Industri aset kripto Indonesia mengalami perkembangan signifikan dengan hadirnya International Crypto Exchange (ICEx) sebagai bursa kripto kedua yang beroperasi di bawah pengawasan Otoritas Jasa Keuangan (OJK). ICEx mendapatkan izin sebagai Penyelenggara Bursa Aset Keuangan Digital (AKD), termasuk aset kripto, yang menandai fenomena bahwa Indonesia kini memiliki lebih dari satu bursa kripto yang teregulasi. Sebelumnya, Central Finansial X (CFX) merupakan satu-satunya bursa kripto yang beroperasi dalam ekosistem nasional. Dengan dukungan pendanaan senilai Rp1 triliun, ICEx bersaing langsung dengan CFX serta berkontribusi pada penguatan struktur pasar kripto Indonesia untuk lebih bersaing dan berkelanjutan.
Calvin Kizana, CEO Tokocrypto, menyambut positif kehadiran bursa kripto baru ini dan melihatnya sebagai langkah penting untuk industri. Menurutnya, keberadaan lebih dari satu bursa kripto yang teregulasi akan membuka kompetisi sehat dan memperkuat fondasi pasar aset kripto Indonesia.
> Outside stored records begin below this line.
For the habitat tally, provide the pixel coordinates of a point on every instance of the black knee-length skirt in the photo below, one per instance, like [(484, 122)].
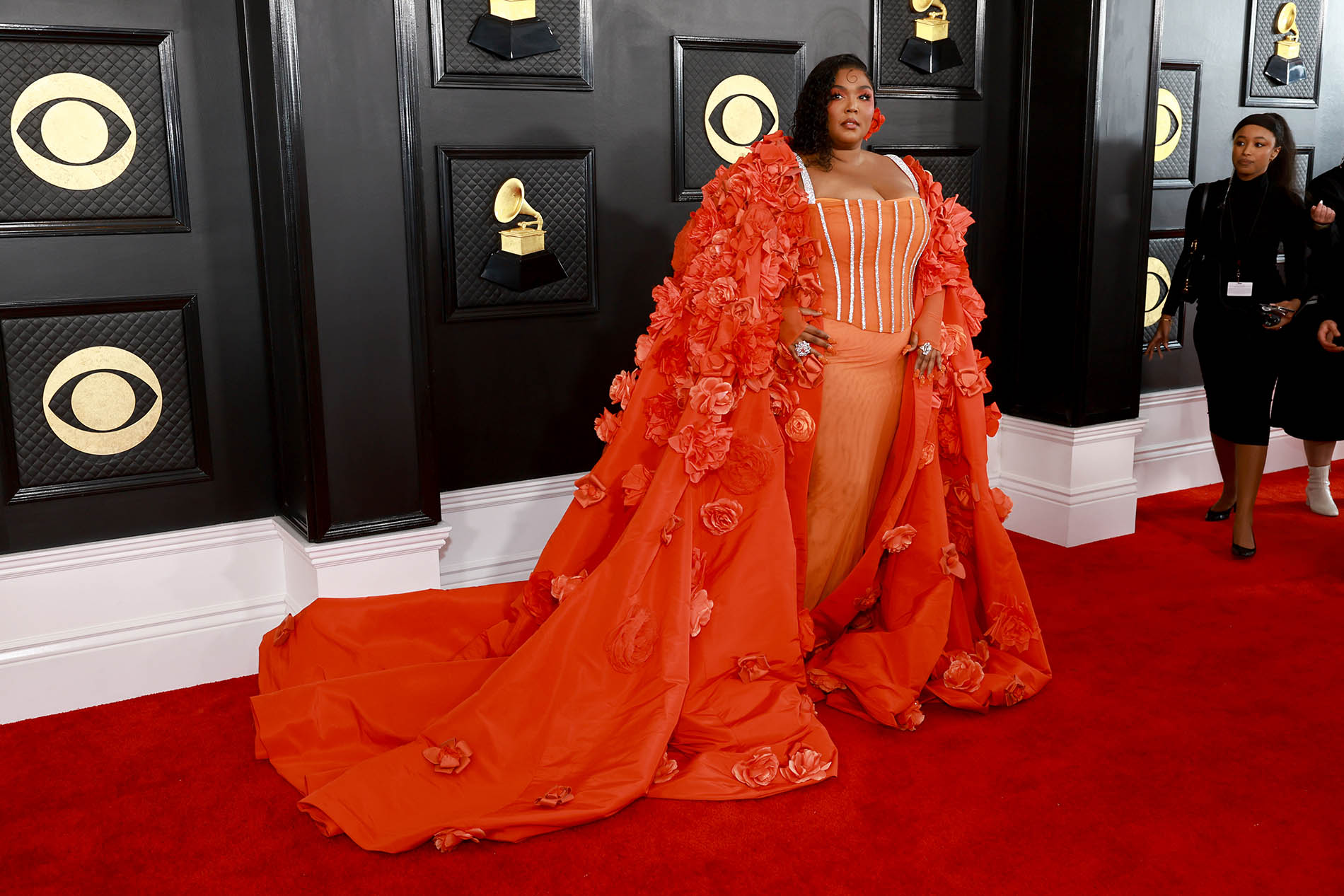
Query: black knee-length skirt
[(1239, 361), (1309, 400)]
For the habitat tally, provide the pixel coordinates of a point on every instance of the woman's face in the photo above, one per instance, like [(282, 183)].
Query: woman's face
[(1253, 151), (850, 109)]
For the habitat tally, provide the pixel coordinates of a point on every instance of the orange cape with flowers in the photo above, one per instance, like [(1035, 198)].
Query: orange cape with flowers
[(660, 648)]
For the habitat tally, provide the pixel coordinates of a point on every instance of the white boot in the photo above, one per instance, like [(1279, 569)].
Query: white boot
[(1319, 491)]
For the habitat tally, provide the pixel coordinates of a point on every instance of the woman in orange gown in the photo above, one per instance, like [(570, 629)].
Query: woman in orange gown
[(766, 527)]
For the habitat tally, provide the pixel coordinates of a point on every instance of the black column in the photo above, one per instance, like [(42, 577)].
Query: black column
[(334, 113), (1072, 347)]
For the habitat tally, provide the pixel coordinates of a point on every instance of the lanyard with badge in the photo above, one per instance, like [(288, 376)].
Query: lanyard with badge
[(1238, 289)]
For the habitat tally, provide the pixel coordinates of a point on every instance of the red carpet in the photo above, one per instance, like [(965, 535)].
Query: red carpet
[(1190, 743)]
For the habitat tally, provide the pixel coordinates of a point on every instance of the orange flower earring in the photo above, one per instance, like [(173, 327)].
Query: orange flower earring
[(878, 120)]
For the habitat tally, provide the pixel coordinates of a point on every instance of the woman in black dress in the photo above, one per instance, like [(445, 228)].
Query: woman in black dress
[(1307, 401), (1233, 234)]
Ia menekankan bahwa dengan adanya persaingan, transparansi, efisiensi, dan kepercayaan investor terhadap industri aset kripto akan semakin meningkat.
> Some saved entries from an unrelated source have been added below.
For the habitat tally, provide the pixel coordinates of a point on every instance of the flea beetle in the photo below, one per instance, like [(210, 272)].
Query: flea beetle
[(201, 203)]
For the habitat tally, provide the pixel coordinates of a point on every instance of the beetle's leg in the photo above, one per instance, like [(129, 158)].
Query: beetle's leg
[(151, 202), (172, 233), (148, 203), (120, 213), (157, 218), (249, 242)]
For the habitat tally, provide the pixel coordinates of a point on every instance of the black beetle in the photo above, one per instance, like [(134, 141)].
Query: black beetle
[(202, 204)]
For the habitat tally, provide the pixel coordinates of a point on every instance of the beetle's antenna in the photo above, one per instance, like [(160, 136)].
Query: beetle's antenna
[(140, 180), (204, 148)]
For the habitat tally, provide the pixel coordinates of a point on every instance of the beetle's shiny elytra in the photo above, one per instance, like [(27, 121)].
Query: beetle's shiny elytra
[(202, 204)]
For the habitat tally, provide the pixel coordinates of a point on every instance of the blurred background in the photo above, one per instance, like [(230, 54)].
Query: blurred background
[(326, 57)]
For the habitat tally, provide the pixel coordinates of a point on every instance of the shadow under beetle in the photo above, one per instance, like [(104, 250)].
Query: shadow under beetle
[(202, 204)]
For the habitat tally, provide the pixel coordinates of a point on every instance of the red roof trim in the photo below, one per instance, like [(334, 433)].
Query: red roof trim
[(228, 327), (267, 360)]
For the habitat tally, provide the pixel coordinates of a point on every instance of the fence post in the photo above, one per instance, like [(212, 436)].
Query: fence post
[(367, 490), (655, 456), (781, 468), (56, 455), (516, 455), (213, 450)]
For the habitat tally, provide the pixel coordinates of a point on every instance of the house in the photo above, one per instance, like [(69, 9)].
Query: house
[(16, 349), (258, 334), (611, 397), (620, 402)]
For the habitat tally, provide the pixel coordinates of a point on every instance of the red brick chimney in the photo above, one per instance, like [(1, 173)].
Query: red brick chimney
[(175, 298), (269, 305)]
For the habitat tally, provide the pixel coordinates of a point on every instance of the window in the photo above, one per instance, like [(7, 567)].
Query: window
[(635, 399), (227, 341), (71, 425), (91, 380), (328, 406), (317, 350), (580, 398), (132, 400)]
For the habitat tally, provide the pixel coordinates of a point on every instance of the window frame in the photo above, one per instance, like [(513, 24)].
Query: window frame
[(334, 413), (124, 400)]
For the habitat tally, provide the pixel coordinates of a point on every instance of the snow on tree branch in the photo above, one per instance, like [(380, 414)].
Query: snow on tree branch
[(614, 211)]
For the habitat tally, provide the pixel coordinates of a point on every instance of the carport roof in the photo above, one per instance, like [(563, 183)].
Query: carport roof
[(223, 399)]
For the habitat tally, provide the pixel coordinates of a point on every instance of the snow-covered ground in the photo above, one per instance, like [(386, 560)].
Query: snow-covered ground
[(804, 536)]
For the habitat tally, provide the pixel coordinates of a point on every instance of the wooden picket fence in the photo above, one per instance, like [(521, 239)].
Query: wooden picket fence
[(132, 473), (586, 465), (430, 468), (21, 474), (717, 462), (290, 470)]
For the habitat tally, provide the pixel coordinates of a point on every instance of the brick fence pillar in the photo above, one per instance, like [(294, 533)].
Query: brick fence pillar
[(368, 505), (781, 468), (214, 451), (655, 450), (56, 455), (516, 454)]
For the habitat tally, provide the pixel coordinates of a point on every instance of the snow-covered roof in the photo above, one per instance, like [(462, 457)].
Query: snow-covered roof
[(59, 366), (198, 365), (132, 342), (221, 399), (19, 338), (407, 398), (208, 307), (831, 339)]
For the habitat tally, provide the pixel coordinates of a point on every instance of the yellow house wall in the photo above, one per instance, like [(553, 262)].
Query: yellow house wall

Meskipun telah mendapatkan izin usaha, ICEx masih harus menjalani tahapan-tahapan penting sebelum dapat beroperasi sepenuhnya. OJK menegaskan bahwa ICEx harus menjalin kerja sama dengan lembaga kliring, kustodian, dan Pedagang Aset Keuangan Digital (PAKD) sebagai anggota bursa sebelum memulai aktivitas perdagangan. Tahapan ini penting untuk melindungi konsumen dan menjaga keteraturan pasar sebelum bursa benar-benar beroperasi penuh.